Their wanderings are, of course, incidental to the great battles that were being fought in Stalingrad, Moscow and Berlin; but every life, in war or holocaust, has meaning. And the Adamcyzk family’s story is the story of millions of Poles between 1939 and 1945 who were traduced by their supposed allies.

The author writes of the war’s end: “[W]e lost our home and country when the Communists deported us, then we lost it all again when the Allies, with whom the Poles had fought for a free world, sold us out to the Soviets. The war had been over for two years, yet Polish refugees the world over simply sat waiting for a miracle to happen. Now we are told we have two choices: go back to Poland and live under Communism or go to yet another foreign country and live with the people whose government has sold us out.”

As for the Soviet Union, Stalin’s hatred for the Poles was shown in early August 1944, when he encouraged Polish resistance forces to rise up against Warsaw’s Nazi occupiers. Soviet military aid was promised but it never arrived. The Red army waited east of the Vistula River while the Nazis slaughtered 200,000 Poles in a 63-day battle and then, as they retreated, destroyed Warsaw itself.

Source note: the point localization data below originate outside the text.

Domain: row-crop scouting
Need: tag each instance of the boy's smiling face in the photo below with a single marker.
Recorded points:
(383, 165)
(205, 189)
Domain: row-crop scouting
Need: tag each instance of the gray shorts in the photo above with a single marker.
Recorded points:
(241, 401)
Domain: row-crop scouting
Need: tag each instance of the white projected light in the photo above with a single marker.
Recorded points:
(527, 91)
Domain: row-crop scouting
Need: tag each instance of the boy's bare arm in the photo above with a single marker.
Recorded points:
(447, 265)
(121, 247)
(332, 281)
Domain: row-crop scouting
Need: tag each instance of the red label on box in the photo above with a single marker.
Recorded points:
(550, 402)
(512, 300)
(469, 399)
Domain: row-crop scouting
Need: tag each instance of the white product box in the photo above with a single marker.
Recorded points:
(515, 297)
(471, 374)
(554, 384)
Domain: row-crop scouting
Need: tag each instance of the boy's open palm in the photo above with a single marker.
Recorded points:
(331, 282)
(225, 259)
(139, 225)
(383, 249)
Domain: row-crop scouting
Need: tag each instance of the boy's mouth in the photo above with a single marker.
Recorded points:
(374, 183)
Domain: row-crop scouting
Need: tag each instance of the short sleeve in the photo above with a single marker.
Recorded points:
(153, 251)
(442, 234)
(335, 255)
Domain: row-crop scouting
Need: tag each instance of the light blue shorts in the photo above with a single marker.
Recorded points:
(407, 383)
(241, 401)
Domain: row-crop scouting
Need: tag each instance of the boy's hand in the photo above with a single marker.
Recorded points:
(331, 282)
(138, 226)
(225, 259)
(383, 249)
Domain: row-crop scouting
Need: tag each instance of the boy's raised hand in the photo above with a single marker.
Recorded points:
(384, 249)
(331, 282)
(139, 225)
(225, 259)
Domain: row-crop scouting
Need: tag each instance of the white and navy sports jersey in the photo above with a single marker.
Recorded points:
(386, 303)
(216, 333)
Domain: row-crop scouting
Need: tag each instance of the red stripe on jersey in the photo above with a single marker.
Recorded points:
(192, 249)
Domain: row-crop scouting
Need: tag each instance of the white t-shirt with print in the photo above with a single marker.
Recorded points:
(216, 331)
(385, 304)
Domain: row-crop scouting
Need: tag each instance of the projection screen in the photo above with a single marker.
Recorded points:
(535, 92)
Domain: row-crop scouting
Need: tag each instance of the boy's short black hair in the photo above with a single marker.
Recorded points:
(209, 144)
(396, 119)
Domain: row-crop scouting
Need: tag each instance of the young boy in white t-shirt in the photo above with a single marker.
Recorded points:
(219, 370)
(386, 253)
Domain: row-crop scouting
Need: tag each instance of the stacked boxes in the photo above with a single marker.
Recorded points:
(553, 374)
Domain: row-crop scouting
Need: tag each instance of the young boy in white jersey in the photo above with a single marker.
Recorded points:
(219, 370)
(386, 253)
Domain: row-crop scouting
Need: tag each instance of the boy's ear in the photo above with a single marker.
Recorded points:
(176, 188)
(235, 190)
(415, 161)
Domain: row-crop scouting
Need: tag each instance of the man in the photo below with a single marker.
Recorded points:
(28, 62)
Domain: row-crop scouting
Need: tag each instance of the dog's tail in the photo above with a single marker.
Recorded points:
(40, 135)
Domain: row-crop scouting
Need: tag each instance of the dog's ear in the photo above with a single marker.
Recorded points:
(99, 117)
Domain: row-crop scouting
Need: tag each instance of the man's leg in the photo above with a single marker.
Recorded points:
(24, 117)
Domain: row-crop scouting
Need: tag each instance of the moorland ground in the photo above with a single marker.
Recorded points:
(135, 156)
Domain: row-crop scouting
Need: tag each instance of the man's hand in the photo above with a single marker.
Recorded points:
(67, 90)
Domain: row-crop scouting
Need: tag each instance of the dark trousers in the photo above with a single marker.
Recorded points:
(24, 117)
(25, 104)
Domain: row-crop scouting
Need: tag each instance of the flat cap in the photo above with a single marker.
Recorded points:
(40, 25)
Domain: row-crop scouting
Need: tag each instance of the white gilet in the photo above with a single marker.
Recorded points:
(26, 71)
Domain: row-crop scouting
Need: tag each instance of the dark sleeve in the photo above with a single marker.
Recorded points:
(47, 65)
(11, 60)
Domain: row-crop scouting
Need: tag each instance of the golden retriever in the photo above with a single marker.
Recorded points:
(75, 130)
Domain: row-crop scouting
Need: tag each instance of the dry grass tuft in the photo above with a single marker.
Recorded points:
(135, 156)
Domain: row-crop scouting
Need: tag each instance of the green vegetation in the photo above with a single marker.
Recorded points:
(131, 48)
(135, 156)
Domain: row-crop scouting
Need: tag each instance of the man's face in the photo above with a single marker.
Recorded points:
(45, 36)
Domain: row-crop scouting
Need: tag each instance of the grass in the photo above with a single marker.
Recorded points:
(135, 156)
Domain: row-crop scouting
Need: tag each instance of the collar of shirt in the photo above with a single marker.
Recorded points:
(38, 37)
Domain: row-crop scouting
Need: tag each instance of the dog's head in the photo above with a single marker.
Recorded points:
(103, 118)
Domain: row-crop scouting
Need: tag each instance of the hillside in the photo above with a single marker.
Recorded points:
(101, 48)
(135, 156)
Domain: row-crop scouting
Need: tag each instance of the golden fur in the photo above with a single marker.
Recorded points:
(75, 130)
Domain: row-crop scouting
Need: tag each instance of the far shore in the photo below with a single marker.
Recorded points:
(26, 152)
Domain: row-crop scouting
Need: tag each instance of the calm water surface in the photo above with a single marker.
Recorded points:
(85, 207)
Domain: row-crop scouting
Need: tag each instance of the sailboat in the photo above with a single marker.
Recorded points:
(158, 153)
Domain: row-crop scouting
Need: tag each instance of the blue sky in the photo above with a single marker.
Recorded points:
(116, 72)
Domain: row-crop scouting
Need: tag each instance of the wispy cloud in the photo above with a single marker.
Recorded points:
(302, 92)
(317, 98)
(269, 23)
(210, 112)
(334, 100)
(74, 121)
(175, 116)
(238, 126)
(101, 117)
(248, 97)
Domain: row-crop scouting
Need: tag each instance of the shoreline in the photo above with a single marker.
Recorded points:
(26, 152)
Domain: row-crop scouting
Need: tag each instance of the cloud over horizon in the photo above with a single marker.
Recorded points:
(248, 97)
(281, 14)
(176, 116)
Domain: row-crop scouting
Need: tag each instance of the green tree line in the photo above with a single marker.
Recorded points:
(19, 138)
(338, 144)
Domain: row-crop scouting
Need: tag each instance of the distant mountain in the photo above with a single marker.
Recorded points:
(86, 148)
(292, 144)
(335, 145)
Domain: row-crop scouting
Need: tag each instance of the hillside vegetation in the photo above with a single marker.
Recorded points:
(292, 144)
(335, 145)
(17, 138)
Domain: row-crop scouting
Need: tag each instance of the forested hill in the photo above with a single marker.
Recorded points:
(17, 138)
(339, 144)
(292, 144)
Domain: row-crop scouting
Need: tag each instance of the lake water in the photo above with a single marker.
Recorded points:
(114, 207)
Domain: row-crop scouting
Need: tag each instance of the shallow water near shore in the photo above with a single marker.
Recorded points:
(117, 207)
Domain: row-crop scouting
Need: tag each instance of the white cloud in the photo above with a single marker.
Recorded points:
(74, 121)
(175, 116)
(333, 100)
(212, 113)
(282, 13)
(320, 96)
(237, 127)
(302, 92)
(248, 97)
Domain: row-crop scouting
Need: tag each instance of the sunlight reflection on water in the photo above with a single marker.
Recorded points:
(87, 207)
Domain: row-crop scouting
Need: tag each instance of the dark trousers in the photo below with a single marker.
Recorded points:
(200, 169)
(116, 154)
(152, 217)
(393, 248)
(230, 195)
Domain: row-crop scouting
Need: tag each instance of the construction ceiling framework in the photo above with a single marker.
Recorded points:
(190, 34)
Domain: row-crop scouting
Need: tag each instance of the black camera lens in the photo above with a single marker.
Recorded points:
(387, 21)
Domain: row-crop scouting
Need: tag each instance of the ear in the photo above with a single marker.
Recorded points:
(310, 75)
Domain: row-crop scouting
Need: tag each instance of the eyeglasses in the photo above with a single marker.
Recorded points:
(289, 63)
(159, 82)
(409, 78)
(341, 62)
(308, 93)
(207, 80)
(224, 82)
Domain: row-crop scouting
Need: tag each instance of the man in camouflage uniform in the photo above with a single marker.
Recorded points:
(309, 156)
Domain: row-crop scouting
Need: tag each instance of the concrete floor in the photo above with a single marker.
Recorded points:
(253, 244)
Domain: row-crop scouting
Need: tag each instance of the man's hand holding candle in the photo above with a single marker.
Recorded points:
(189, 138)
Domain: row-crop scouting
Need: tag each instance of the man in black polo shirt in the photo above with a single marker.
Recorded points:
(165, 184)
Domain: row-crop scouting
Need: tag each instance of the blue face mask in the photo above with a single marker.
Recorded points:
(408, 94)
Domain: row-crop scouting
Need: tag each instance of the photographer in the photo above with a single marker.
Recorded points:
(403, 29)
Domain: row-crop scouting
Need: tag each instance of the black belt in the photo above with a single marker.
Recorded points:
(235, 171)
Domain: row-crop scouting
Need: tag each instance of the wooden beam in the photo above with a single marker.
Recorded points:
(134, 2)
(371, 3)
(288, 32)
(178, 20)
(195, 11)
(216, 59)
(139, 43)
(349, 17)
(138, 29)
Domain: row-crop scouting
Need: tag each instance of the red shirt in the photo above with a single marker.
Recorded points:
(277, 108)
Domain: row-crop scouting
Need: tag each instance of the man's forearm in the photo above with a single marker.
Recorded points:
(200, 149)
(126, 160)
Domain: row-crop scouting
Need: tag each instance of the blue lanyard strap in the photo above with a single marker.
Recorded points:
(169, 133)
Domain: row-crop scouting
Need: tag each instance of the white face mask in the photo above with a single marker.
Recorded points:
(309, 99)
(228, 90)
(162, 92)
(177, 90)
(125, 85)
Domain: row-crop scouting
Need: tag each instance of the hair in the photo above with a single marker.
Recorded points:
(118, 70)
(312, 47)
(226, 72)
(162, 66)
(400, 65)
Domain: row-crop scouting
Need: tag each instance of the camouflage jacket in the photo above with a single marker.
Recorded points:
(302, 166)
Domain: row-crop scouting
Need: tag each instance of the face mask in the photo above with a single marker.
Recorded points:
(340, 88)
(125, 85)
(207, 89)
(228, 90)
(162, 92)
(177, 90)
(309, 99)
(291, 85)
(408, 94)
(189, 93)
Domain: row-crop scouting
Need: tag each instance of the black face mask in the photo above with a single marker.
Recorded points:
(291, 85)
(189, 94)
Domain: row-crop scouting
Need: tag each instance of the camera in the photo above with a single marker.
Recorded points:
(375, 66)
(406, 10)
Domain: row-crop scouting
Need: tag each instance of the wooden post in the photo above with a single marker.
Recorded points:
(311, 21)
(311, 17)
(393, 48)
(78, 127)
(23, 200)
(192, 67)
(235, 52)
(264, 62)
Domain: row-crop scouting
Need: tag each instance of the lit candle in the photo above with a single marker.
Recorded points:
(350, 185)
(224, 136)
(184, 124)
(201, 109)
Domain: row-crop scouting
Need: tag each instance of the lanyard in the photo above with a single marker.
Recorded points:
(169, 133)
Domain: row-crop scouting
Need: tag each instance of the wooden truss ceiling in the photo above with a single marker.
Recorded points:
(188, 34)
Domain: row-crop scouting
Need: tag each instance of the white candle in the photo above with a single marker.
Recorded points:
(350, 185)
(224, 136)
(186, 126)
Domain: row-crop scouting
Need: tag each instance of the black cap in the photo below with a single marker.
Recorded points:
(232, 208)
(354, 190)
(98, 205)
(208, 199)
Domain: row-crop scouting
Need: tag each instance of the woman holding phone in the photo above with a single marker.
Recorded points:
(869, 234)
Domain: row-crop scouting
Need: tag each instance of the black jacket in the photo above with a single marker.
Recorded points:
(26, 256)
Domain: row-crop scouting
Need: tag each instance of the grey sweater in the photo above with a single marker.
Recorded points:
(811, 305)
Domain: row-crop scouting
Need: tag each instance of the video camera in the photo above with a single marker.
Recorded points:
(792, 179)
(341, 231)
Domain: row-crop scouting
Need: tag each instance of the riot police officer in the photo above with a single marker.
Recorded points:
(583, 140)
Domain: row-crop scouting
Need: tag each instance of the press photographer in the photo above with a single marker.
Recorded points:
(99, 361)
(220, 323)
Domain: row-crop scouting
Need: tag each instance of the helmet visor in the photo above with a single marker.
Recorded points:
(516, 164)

The author himself finally landed in Chicago, where some of his relatives were living in an area called Little Warsaw. And it is here that he begins his narrative, a tribute to the human spirit as embodied in the wonderful Anna. For she is, indeed, the answer to the question in Proverbs: “Who can find a virtuous woman? For her price is far above rubies.”

Arnold Beichman, a Hoover Institution research fellow, is a columnist for The Washington Times.